An image from the cassette era. I still have the promo postcards some guy I met at the cinema during a trip to London in 1995 later sent me.
Reading this Film Comment interview with Alan Rudolph while listening to cassettes on a wee boombox I dug up in this house. The radio is mono, sports an antenna, does not have autoreverse, and belonged to my late father-in-law. It's making me uncommonly happy.
AR: Music to me is like the hub of the wheel. It’s visible, it works in your senses and emotions, and that seems to be where I reside. To me, music and emotional responses are twins, and if you want to establish emotional tone in a film then music is the number one way to do it.
FC: I read one of your early interviews where you said that you were more influenced by John Coltrane than by John Ford.
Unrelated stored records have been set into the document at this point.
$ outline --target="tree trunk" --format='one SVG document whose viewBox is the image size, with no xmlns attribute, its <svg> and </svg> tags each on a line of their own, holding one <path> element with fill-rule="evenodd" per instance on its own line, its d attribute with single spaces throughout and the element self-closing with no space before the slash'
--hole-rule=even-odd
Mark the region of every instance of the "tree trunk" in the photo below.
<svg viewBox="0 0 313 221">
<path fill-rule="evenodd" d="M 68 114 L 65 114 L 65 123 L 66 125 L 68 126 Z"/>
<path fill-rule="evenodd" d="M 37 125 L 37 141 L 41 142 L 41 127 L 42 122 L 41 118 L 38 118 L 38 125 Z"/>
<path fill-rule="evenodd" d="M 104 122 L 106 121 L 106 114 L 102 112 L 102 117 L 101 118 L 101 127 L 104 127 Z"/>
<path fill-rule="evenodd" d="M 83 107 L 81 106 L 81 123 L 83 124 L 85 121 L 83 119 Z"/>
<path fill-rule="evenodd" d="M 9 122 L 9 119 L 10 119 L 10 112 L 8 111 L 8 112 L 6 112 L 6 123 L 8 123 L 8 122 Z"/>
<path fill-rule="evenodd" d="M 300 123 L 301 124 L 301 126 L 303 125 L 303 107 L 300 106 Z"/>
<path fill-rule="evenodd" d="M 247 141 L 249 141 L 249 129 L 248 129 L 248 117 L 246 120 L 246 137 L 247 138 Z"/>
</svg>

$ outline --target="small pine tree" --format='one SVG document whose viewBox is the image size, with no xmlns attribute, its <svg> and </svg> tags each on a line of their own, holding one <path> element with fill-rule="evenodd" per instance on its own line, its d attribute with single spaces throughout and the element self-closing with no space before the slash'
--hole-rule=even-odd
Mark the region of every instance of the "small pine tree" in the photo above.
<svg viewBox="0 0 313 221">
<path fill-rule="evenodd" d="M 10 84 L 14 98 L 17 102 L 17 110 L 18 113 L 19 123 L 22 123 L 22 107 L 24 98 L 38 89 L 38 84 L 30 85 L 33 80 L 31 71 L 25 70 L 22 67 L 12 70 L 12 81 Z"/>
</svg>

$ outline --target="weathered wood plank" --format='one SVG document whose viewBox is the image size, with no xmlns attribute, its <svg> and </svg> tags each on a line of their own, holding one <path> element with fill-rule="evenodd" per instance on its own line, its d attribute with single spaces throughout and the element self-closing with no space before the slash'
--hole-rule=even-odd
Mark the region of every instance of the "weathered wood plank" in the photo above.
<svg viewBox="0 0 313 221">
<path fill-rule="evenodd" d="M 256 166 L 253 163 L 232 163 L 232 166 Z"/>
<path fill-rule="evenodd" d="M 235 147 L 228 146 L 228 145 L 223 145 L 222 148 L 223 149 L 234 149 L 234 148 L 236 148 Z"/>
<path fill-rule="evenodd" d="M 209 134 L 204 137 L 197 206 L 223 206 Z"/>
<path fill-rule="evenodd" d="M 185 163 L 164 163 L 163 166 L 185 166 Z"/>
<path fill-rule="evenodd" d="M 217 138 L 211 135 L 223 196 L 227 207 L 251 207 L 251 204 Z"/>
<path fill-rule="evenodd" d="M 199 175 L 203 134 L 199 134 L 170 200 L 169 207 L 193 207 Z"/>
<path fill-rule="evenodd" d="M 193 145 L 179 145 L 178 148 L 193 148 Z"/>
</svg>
AR: Some glib asshole said that, I guess it was me. It’s true. I mean, look, I’m not going to deny John Ford, but for me personally that’s all I’ve ever been able to talk about when it comes to American filmmaking. I taught myself how to write screenplays just because the box I was in was too confining as an assistant director in the old Hollywood system. If you wanted to make a little film then you went to Roger Corman, I guess. I didn’t know where he was and I didn’t care. I just didn’t make those kinds of movies. So I started writing. I’d write a screenplay in three or four days just to learn how to do it. At the time you’d go to the Xerox machine with three dollars and you had a movie. But I always listened to music. This was before mobile technology, so when the first Walkman came out—I think it was the size of a Kleenex box—it changed my life forever. I started to tape pieces of music that I liked and I’d make little cassettes without putting labels on them. I used to prowl record stores after work every Friday night and I’d buy albums to tape them. I must have had a hundred tapes without knowing what was coming up next. It was a primitive version of shuffle. I’d walk around Manhattan and watch a movie unfold on the sidewalks listening to how it was scored in my head. But it’s funny, the number-one album was always Kind of Blue. Without that album, I’m not sure I would have been able to make films. Kind of Blue was my film school.